Boyu has proven adept at nurturing potential assets, having invested early in Alibaba, managed the growth of Sunrise Duty Free, and taken part in the IPOs of Mixue, Haitian Flavouring and Food, and CR Beverages. Its investment portfolio spans retail, real estate, technology, finance and healthcare, reflecting deep knowledge of China's consumer ecosystem.

Even frontline staff hope for change. "Our inventory still relies on manual checks each week," Song said. "I hope digital tools can ease the load."

Photo from Jiemian News

A reset in control

Starbucks no longer holds a majority stake in its China business — and that may be its biggest liberation.

"Without control, it must share decisions," one consumer investor told Jiemian News. "The brand and locations remain its core assets, but the new shareholder will push for local operations and a second growth curve."

In fiscal 2025, Starbucks China returned to growth with revenue up 5% to US$3.11 billion. Same-store sales and traffic rose for two consecutive quarters, and its membership base hit 25.5 million. Margins remain in double digits despite a price war among delivery apps — proof that the underlying business is still healthy.

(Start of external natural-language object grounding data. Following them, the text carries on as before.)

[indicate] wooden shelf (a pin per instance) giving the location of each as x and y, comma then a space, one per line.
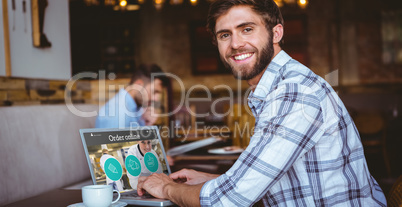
206, 157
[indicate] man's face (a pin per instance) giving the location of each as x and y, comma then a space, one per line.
145, 146
244, 43
152, 91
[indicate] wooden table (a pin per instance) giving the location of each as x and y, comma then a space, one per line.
54, 198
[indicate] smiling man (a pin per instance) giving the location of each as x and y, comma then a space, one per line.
305, 150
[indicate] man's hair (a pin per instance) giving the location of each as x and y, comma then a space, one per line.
268, 10
144, 72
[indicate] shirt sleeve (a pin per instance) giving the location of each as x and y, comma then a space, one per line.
287, 126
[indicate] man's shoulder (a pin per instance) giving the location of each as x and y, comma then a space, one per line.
297, 74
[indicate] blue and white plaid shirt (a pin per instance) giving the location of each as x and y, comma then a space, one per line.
305, 150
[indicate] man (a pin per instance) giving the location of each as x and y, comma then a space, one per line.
305, 150
124, 110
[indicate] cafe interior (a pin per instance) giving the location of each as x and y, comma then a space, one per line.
79, 53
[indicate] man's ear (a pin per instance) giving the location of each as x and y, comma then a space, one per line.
278, 33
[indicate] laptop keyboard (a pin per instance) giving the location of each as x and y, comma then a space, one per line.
134, 194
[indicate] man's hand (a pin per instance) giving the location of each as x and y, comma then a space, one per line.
191, 177
155, 185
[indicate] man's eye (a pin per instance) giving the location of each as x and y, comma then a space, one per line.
223, 36
247, 30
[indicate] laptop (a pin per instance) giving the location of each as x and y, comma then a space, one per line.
118, 157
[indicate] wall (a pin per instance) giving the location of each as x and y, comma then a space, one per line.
30, 62
23, 91
2, 62
346, 35
165, 40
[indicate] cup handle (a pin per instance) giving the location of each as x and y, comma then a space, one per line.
118, 197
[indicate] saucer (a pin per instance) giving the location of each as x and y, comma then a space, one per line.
117, 204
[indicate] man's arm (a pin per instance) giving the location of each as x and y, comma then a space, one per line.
192, 177
162, 186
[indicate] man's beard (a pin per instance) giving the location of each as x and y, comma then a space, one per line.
262, 62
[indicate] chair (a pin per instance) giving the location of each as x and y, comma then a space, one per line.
372, 128
395, 194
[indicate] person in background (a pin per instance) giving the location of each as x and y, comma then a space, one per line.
125, 109
305, 150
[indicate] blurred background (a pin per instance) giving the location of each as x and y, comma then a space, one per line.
354, 44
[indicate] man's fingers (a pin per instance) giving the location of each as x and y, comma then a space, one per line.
178, 174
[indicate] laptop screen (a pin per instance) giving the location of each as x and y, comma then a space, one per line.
118, 157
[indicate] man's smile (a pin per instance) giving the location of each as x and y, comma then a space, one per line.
241, 57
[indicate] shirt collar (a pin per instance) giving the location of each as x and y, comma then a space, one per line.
267, 80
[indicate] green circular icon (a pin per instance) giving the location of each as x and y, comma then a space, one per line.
151, 162
113, 169
133, 165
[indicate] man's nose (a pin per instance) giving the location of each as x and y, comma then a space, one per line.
237, 41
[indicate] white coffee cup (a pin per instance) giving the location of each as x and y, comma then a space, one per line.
98, 195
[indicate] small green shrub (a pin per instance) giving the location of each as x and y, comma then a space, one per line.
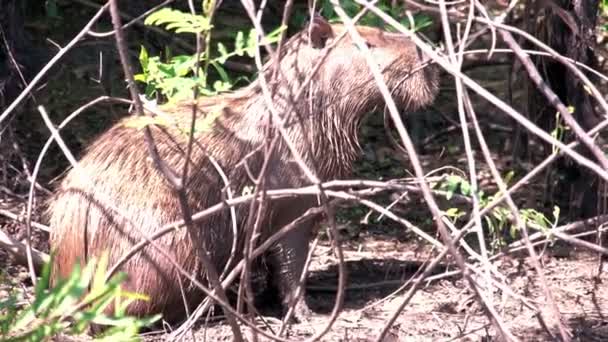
72, 306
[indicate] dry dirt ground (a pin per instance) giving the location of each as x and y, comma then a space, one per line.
443, 310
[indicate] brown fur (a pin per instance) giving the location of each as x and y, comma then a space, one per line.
120, 173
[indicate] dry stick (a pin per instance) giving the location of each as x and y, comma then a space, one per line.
545, 54
486, 94
74, 163
544, 88
457, 60
565, 61
51, 63
573, 237
301, 91
251, 236
178, 185
279, 123
437, 216
515, 212
503, 106
598, 220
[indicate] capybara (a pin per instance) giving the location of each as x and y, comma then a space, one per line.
232, 132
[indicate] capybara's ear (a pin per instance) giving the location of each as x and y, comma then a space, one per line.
320, 31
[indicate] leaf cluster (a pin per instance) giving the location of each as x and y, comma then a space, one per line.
72, 305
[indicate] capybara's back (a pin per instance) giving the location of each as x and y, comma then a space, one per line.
116, 196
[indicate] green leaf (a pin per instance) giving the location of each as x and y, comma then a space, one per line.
178, 21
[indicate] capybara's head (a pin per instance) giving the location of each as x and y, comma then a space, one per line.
345, 78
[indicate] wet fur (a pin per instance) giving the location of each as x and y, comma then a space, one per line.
118, 165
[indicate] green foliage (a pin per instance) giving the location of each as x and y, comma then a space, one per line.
398, 12
72, 306
499, 220
176, 77
178, 21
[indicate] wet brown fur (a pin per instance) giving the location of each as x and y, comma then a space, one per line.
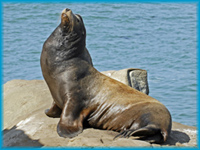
81, 92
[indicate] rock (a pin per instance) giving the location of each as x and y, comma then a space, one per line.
135, 78
25, 123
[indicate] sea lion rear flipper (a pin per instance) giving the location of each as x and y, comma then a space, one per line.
150, 133
54, 111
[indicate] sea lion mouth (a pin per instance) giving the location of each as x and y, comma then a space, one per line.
67, 18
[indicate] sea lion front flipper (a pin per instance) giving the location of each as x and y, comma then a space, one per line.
54, 111
71, 120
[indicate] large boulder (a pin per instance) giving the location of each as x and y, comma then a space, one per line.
25, 123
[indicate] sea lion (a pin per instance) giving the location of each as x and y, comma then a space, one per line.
83, 94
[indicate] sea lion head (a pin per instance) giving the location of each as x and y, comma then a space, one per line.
72, 23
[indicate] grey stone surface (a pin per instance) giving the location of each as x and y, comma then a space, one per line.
135, 78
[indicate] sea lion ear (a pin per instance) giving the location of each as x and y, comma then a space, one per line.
79, 16
83, 32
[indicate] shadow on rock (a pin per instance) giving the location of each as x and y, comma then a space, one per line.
17, 138
177, 137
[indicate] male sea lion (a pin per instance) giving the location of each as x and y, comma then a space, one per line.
81, 93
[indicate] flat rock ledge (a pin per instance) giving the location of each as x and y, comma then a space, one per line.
26, 125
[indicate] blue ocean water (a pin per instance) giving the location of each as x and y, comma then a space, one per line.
158, 37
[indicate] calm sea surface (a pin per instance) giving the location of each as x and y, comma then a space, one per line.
161, 38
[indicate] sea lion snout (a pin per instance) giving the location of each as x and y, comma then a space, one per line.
67, 12
67, 9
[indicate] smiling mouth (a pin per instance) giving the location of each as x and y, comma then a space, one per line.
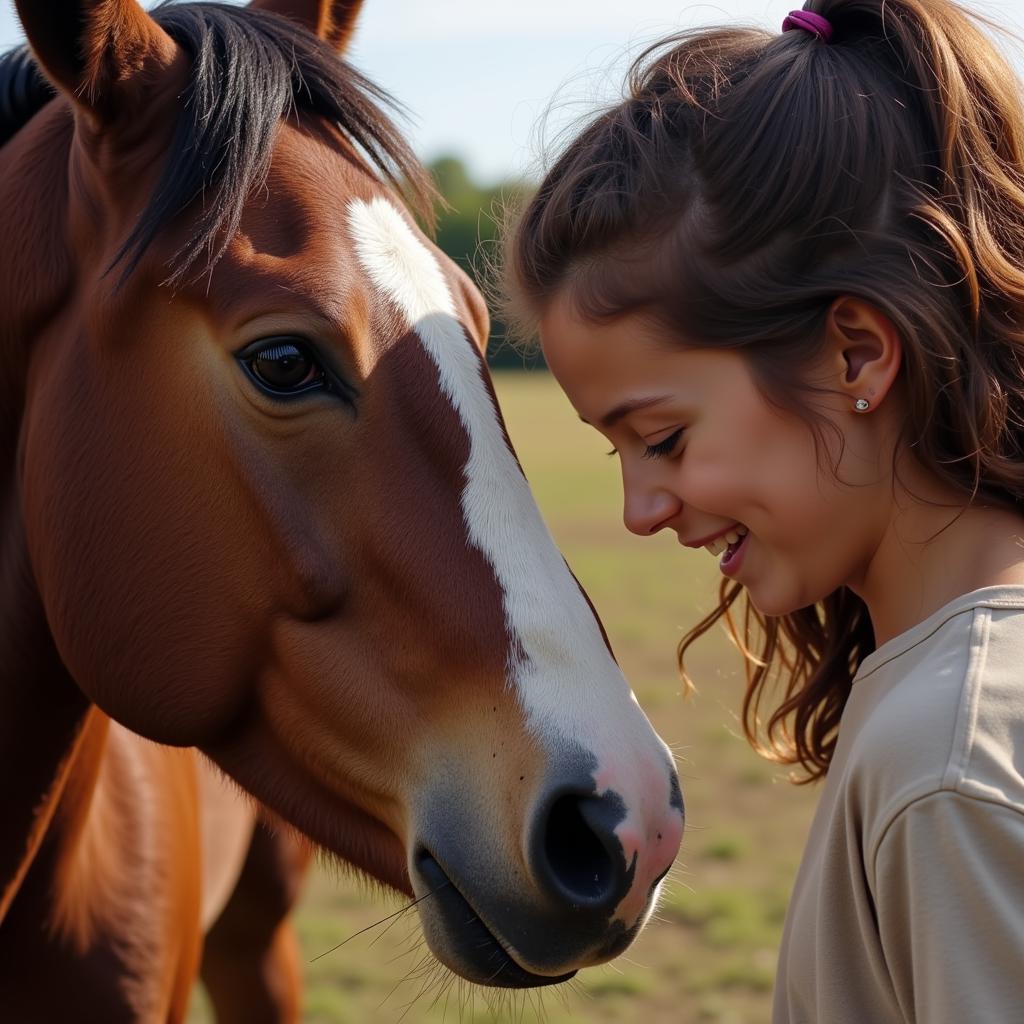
730, 539
480, 955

The new joint venture will keep its headquarters in Shanghai and pledges to accelerate drink innovation, digital operations and market expansion beyond major cities. But its deeper task lies in translating trust into execution — and transforming a global coffee brand that was slow to adapt into one ready to compete in China's reshaped coffee-and-tea landscape, where agility, local management and a renewed sense of premium value will define its comeback.

For Starbucks, after a decade of slower growth and mounting competition, that might be exactly what it needs to start anew.